Website: www.constantin-film.de

Deutschland 2019
Regie: Ed Herzog
Drehbuch: Stefan Betz, Ed Herzog nach dem Roman von Rita Falk
Kamera: Stephan Schuh
Schnitt: Stefan Essl
Darsteller: Sebastian Bezzel, Simon Schwarz, Lisa Maria Potthoff, Enzi Fuchs, Eisi Gulp, Nora Waldstätten.
Länge: 96 Minuten
Verleih: Constantin Filmverleih
Kinostart neu: geplant im Dezember 2020

FILMKRITIK:

„Guad schaugst aus, also für…“, muntert Franz Eberhofer (Sebastian Bezzel) seinen Exkollegen und Freund Rudi Birkenberger (Simon Schwarz) beim Krankenbesuch krampfhaft auf. „Beckenfraktur, Schlüsselbeinbruch, Milzquetschung“, ergänzt ihn der Rudi in seinem Rollstuhl sarkastisch. „Echt sovui“, versucht der sonst so lässige Dorfsheriff verzweifelt die Situation zu retten. Denn er saß schließlich am Steuer, als es den Rudi bei dem saublöden Autounfall so böse erwischt hat. Mit einem „Des werd scho wieda“, sucht er das Weite. Doch wie immer kommt er dem Rudi nicht aus.

Denn kaum zuhause auf dem Hof in Niederkaltenkirchen wird er zu einem Mordfall gerufen. Und den will und kann er nicht einfach ohne seinen stets hilfreichen Co-Ermittler Rudi aufklären. Die erschlagene Joggerin im Wald bot im Internet Peepshows an. Zudem wohnte sie ausgerechnet über der Metzgerei seines alten Spezls Simmerl (Stefan Zinner). Pikanterweise stellt sich heraus, dass der und der liebestolle Heizungspfuscher Flötzinger (Daniel Christensen) Stammkunden beim Mordopfer waren. „Ich kann super diskret sein“, verspricht Eberhofer zwar seinem geliebtem „Leberkäs-Lieferanten“. Aber wie das gehen soll, weiß er eigentlich selber nicht.

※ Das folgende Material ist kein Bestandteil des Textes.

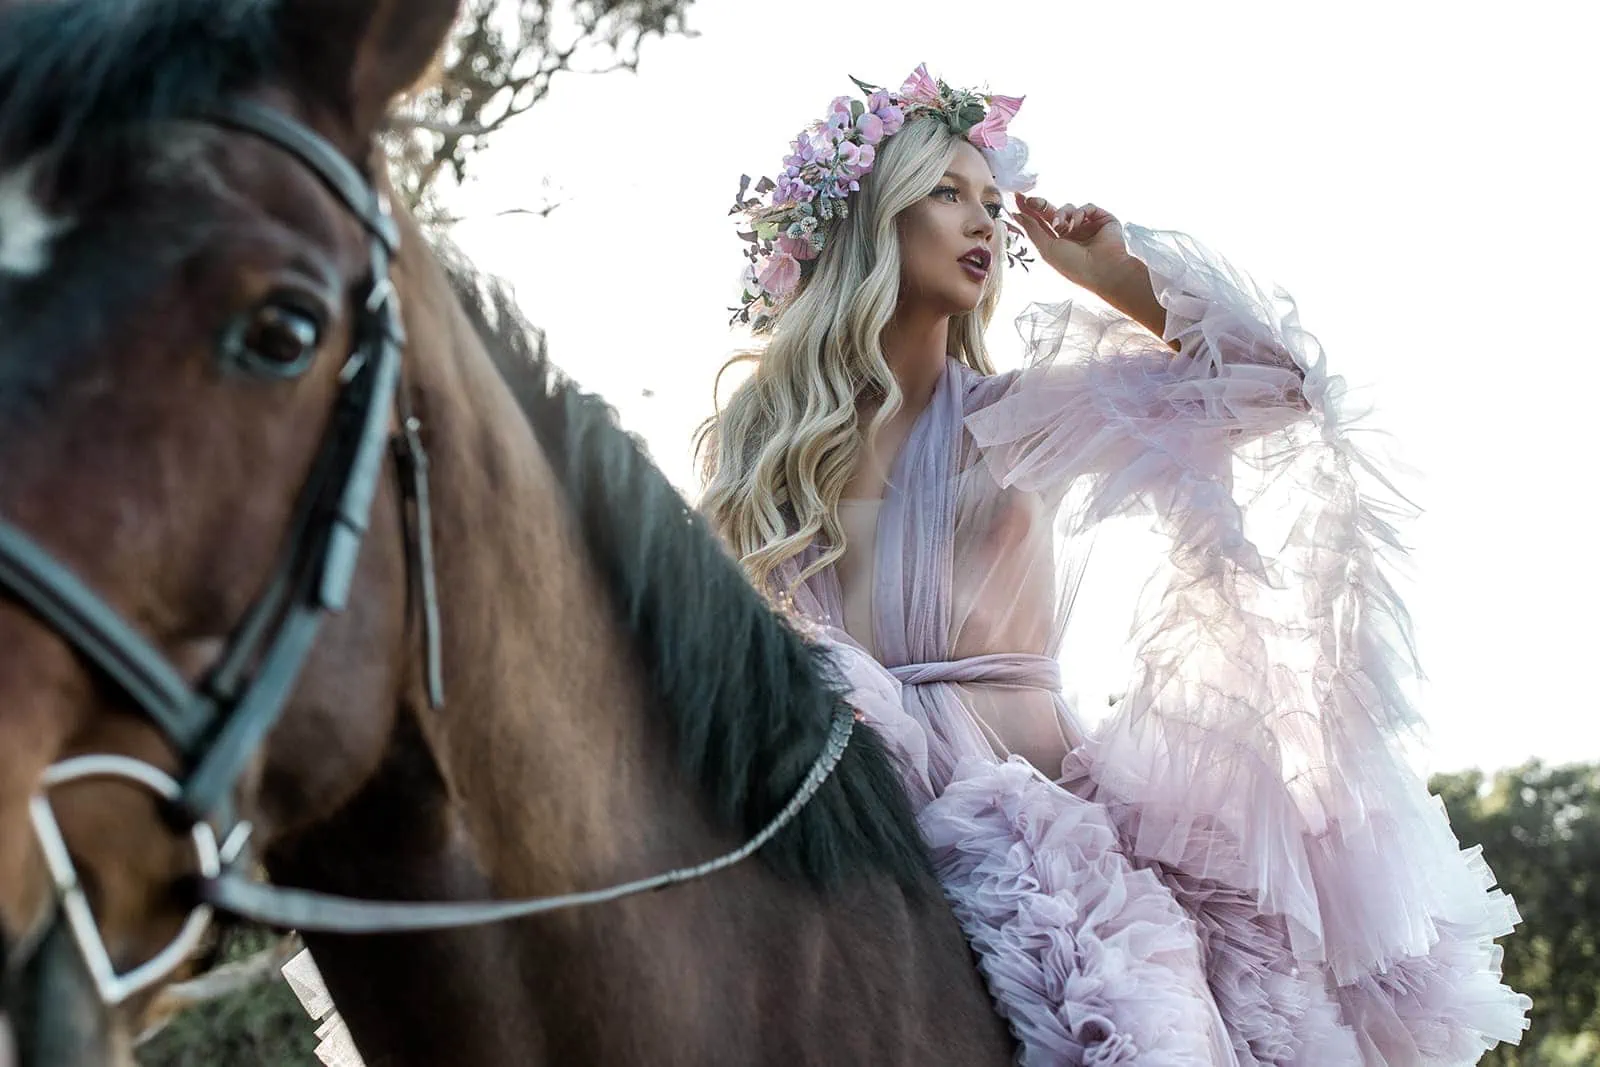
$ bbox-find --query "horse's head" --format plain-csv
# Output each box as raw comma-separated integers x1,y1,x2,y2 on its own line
0,1,462,1061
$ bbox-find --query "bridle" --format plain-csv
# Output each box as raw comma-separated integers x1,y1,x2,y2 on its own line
0,101,854,1008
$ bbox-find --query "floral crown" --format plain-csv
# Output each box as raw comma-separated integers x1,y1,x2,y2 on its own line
729,64,1039,330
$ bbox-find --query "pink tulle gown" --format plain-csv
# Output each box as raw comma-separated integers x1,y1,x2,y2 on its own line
775,224,1531,1065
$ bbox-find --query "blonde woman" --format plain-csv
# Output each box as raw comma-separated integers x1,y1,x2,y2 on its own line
699,65,1530,1065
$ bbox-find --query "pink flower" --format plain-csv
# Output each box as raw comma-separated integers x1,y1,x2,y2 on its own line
876,104,905,136
898,63,942,105
987,93,1025,123
855,112,884,144
757,252,802,297
967,113,1008,149
967,93,1024,150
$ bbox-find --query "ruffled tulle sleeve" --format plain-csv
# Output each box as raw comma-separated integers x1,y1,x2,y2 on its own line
965,224,1314,512
966,223,1530,1057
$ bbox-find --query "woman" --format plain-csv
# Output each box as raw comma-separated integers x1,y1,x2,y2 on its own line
699,65,1531,1065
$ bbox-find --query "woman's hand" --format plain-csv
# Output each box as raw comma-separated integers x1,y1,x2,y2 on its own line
1010,195,1131,291
1010,194,1169,341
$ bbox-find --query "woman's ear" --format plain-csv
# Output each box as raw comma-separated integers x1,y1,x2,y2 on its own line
274,0,460,144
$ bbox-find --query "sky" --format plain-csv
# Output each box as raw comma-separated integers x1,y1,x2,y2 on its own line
440,0,1597,774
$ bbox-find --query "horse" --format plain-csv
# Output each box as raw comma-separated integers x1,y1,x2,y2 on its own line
0,1,1017,1064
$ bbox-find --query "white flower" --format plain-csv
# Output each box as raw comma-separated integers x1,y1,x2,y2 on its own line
982,136,1037,194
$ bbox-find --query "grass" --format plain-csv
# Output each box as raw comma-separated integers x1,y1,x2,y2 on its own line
135,928,317,1067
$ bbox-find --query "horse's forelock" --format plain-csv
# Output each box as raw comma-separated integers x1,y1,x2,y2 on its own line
0,159,72,281
0,0,280,164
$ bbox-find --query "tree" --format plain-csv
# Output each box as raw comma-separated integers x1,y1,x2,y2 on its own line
1432,761,1600,1065
385,0,695,228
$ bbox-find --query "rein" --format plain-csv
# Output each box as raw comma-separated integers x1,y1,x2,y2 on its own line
2,101,855,1007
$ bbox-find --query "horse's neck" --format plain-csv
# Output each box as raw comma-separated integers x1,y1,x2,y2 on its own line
292,240,1013,1066
417,284,708,897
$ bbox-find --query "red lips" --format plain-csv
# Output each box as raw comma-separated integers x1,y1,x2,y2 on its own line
958,246,991,280
958,246,992,271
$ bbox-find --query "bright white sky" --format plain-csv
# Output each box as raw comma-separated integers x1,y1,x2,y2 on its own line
443,0,1597,774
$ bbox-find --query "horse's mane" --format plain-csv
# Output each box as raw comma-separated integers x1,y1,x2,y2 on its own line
0,0,279,163
436,248,935,890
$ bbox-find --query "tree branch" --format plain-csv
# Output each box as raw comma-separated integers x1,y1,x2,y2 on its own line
382,0,694,228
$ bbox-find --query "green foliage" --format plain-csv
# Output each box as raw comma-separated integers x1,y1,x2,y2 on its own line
135,979,315,1067
1432,761,1600,1065
135,928,314,1067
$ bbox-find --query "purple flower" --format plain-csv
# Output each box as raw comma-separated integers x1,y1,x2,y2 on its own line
776,233,818,261
855,112,884,144
855,144,876,170
876,103,905,137
776,176,816,203
807,130,838,165
826,95,854,129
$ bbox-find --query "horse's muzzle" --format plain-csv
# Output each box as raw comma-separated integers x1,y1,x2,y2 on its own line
5,920,123,1067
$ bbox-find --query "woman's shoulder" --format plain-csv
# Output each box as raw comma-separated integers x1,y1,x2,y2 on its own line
953,358,1023,412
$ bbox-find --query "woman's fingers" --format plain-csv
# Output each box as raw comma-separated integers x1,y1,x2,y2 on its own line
1015,195,1075,239
1010,207,1052,245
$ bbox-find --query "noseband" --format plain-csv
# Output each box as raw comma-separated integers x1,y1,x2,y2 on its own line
0,102,853,1007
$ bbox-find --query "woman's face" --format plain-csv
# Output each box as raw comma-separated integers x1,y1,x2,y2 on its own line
895,140,1002,317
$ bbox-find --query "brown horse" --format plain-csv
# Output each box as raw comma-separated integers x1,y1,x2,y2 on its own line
0,1,1014,1064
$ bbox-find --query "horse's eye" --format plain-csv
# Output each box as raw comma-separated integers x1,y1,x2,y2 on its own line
223,298,326,377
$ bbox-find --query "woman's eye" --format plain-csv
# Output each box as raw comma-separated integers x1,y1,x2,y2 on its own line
932,186,959,201
984,202,1003,219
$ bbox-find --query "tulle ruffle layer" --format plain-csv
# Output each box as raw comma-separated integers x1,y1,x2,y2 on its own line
920,757,1230,1065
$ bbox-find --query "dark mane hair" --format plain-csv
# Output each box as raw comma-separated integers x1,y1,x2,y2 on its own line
436,247,934,890
0,0,279,162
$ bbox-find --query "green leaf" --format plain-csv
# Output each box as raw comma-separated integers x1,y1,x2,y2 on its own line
755,221,780,241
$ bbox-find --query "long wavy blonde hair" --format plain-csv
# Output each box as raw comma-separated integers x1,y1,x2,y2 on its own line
697,116,1005,594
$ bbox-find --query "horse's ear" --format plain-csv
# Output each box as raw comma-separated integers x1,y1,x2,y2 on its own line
275,0,462,141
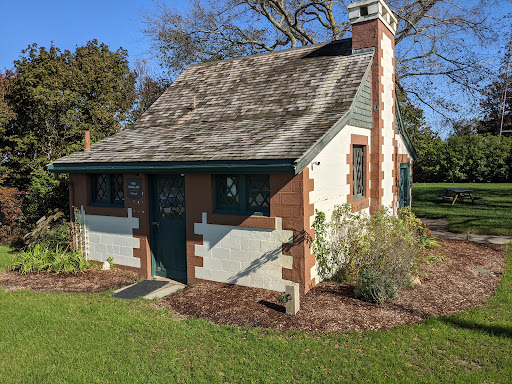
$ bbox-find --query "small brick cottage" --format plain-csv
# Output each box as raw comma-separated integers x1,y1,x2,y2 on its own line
48,0,416,295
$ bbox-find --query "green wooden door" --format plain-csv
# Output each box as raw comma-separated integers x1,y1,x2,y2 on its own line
150,175,187,283
399,163,410,208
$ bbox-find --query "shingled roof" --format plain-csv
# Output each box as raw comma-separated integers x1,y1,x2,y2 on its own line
49,39,374,174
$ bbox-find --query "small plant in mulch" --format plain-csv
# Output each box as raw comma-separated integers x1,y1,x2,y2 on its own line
9,244,88,275
399,207,440,249
312,204,422,304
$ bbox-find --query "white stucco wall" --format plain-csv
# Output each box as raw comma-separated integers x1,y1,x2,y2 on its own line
308,125,372,222
396,133,410,156
380,33,396,211
80,206,141,268
308,125,372,283
194,213,294,292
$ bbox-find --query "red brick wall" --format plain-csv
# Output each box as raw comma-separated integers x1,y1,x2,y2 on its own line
347,134,370,212
352,19,396,214
271,170,315,295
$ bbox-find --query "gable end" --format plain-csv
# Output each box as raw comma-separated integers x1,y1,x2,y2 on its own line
294,56,374,173
349,66,372,129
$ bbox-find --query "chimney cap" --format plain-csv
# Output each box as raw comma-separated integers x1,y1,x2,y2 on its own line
348,0,398,35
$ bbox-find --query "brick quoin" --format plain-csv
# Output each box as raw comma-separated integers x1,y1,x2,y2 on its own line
352,19,396,215
271,170,315,295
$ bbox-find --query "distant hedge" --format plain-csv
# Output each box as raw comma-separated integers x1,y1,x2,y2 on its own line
413,135,512,183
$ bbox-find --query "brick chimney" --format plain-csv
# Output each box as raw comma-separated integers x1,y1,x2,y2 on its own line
348,0,398,214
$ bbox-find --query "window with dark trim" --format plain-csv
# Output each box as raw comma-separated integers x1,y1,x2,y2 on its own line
90,174,124,207
215,174,270,215
353,145,365,201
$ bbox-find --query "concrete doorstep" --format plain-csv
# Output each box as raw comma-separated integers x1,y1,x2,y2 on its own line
113,278,185,300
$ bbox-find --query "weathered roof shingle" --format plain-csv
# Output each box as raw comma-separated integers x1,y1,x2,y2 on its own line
52,39,373,166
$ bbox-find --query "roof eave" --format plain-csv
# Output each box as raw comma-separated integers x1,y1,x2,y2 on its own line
395,95,418,161
47,159,297,175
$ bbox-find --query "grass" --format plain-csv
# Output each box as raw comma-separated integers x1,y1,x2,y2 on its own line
0,245,15,270
412,183,512,236
0,243,511,383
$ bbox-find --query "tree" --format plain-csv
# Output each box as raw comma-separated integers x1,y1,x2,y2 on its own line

Doch damit nicht genug. Kurz darauf taucht im Wald eine zweite Leiche auf. „Da geht ein Serienmörder um und sie und ihr Leftutti bohren in der Nasn“, tobt der aktionistische Bürgermeister (Thomas Kügel) in seinem Büro. „Mir brauchadn hoid Profis“, beleidigt er das Dreamteam Eberhofer, Birkenberger. Und schon passiert es. Eine SOKO aus Landshut übernimmt den Fall und ausgerechnet seine Erzfeindin, die stocksteif schneidige Kommissarin „Thin Lizzy“ (Nora Waldstätten) leitet sie. Dass auf dem Eberhofer-Hof häusliches Chaos herrscht macht diese Schmach nicht besser.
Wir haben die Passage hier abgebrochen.